Oswald Spengler observed in Man and Technics (1931) a basic attitude that does not recognise itself: hostility toward the real. The body is mortal, full of defects. Nature is inadequate. The correct reaction within the technosphere is therefore not respect but replacement. Transhumanism continues the eugenic idea of improving the species by new means (cf. Jochen Kirchhoff, KI und Transhumanismus als Bedrohung des Lebendigen, 2023). Abstract rationality is isolated and declared the standard of the whole. Embodiment and the relation to nature are lost.

Jochen Kirchhoff radicalised this diagnosis: the crash onto the concrete ceiling of pure exteriority is the mark of the epoch (cf. Kirchhoff, Räume, Dimensionen, Weltmodelle, 2006). If you regard the human being only as an outer being, they perish, because they then become object. The ontological levelling that culminates in transhumanism operates on a basic rule: if the functions of consciousness can be simulated, the simulation counts as identical with the original. Between simulation and original there is no longer any difference. Soul and individuality are eliminated.

Precisely here lies the point of the technosphere diagnosis: not the individual technology is the problem. Neither prostheses nor medications nor means of communication are meant when Kirchhoff speaks of the technosphere. What is meant is the unconscious displacement in which technology takes over the role of transcendence — and thereby carries along the hostility to nature of the religious tradition, without its honesty of confessing itself as faith.

#Awareness before use

Gwendolin Kirchhoff drew from this diagnosis a practical consequence: a constructive use of technology is only possible once we have become conscious of this technology — conscious of what we are dealing with here, of what spirit it is the child (cf. Die Abschaffung des Menschen, Manova, 2024). From there a conscious and living relation must be found: what can be integrated into the human community? What not? This distinction can be made by no one who does not recognise as such the need they direct at technology. If you take the technosphere for a neutral infrastructure, you are most fully delivered over to it.

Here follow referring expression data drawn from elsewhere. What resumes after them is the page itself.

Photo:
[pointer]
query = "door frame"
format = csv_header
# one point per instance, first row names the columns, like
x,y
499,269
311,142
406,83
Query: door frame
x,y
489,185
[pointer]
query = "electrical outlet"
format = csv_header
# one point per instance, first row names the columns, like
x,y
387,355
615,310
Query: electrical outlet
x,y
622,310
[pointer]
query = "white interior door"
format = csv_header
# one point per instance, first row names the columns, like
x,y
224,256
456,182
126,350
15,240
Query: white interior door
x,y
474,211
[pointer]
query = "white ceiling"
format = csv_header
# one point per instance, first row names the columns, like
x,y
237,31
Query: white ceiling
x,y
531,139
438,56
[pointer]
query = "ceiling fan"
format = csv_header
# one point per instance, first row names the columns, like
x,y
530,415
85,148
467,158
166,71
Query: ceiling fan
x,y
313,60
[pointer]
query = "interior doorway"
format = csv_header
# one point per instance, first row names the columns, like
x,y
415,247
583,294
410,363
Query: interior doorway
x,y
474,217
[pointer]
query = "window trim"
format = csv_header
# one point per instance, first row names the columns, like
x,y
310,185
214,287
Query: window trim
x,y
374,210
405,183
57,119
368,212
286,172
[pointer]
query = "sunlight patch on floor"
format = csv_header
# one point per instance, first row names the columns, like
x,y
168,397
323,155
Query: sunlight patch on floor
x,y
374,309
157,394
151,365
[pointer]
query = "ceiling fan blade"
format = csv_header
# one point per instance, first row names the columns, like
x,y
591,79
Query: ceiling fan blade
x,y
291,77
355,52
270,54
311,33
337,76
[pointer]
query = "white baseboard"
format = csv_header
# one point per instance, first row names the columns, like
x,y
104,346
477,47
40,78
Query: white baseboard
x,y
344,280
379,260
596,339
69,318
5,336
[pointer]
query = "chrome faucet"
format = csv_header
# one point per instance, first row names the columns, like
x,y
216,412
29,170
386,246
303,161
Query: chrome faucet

The counter-position is not hostility to technology. It is natural philosophy: the insight that nature is not dead matter but living spirit. Schelling formulated in 1797: nature should be the visible spirit, the spirit the invisible nature (cf. Schelling, Ideen zu einer Philosophie der Natur, 1797). Whoever has seen this once needs no computronium planet. For what you seek of transcendence has never lost its place. It was only forgotten.

The technosphere diagnosis is thus no cultural pessimism. It is a reminder: the need for transcendence is real. The address it directs itself to is wrong. The megamachine organises the wrong addressing, the Promethean impulse drives it forward, and the pathogenesis diagnosis names the structure of illness that hides itself within progress.